Em maio de 1999, um major da Polícia Militar do sul do país solicitou autorização para grampear linhas telefônicas de cooperativas de trabalhadores ligadas ao MST.
Segundo informações uma juíza autorizou a escuta imediatamente, sem qualquer fundamentação, sem notificar o Ministério Público e ignorou o fato de não competir à Polícia Militar investigação criminal, em casos de crimes comuns.
Assim, quem assegura, por exemplo, à Polícia Militar legitimidade para o requerimento e execução de um meio de prova processual, como mandado de busca e apreensão ou interceptação telefônica, também, da mesma forma e pela mesma razão, ubi eadem ratio ibi eadem legis dispositio, poderia autorizar que se faça pela Polícia Preventiva o interrogatório do investigado, a acareação das partes, a realização formal de reconhecimento de pessoas ou coisas, a redução a termo dos depoimentos das testemunhas ou a expedição de guias para a submissão de perícias em vítimas e locais de crimes, além de requisição de perícias documentoscópicas, o que não pode prosperar diante da clareza da lei processual em vigor, que elenca detalhadamente, os meios de prova entre os artigos 158 e 250 do Código de Processo Penal, assim distribuídos:
TÍTULO VII - DA PROVA
CAPÍTULO I - DISPOSIÇÕES GERAIS
CAPÍTULO II - DO EXAME DO CORPO DE DELITO, E DAS PERÍCIAS EM GERAL
CAPÍTULO III - DO INTERROGATÓRIO DO ACUSADO
CAPÍTULO IV - DA CONFISSÃO
CAPÍTULO V - DO OFENDIDO
CAPÍTULO VI - DAS TESTEMUNHAS
CAPÍTULO VII - DO RECONHECIMENTO DE PESSOAS E COISAS
CAPÍTULO VIII - DA ACAREAÇÃO
CAPÍTULO IXI - DOS DOCUMENTOS
CAPÍTULO X - DOS INDÍCIOS
CAPÍTULO XI - DA BUSCA E DA APREENSÃO
Pode-se afirmar com todas as letras que a existência da lei é justamente para disciplinar e normatizar as atividades em sociedade, visando garantir a existência harmoniosa da humanidade, sem agressões, sem usurpações e sem assenhoreamentos gratuitos e ofensivos.

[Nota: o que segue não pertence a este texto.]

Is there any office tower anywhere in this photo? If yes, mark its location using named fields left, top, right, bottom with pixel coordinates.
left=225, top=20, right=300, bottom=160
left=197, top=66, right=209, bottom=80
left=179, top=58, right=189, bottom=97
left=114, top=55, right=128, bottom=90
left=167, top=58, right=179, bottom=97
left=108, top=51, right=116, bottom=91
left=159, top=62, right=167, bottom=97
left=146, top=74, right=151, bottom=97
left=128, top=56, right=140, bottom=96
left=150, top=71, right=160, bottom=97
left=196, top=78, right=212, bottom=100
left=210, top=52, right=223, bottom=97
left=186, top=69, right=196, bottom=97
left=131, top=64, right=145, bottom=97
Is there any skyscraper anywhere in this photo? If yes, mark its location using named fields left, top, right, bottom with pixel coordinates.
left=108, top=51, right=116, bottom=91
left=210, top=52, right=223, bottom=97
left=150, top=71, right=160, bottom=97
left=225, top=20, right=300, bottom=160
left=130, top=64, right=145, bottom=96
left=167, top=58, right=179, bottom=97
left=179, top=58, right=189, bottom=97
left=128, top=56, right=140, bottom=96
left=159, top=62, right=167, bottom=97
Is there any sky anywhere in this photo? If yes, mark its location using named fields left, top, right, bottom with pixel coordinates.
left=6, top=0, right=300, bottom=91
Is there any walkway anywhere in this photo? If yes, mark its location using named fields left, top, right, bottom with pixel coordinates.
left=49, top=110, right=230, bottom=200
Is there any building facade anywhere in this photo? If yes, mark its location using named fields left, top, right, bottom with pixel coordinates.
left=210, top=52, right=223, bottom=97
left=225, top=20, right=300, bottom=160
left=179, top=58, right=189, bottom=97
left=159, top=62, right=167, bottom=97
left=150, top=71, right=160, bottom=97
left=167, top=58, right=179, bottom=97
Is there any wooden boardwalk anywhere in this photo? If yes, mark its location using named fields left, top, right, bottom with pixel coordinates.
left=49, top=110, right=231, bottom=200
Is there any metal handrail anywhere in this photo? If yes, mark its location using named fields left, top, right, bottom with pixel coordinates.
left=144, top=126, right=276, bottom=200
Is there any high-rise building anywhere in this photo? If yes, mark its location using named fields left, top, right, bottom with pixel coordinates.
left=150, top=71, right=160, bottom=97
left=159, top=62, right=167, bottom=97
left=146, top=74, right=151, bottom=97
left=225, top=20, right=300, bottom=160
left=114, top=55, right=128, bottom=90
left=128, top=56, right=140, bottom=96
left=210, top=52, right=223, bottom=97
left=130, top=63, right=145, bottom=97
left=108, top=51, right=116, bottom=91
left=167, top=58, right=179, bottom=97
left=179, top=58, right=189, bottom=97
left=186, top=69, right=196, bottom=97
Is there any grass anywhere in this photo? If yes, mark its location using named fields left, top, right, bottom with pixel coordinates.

Direito é um sistema de normas jurídicas que define comportamentos e determina deveres e obrigações, que devem ser observados em prol do fortalecimento das relações democráticas e do exercício da cidadania política, social, jurídica e existencial.
Transgredir uma norma vigente é andar na contramão da história, é insurgência contra todo sistema de comandos, contumélia irremissível ao ordenamento jurídico elaborado para proteger pessoas e não para agredir sentimentos de justiça social e direitos da humanidade.
A perpetuar essa flagrante violação ao ordenamento jurídico, certamente, o mais correto seria a criação de um órgão especial legitimado para concessão de mandados de busca e apreensão e afastamento de sigilo telefônico.
Assim, a sociedade brasileira estaria protegida e teríamos em prática a tão sonhada segurança jurídica, necessária para a proteção dos direitos fundamentais e concreta observância da dignidade humana.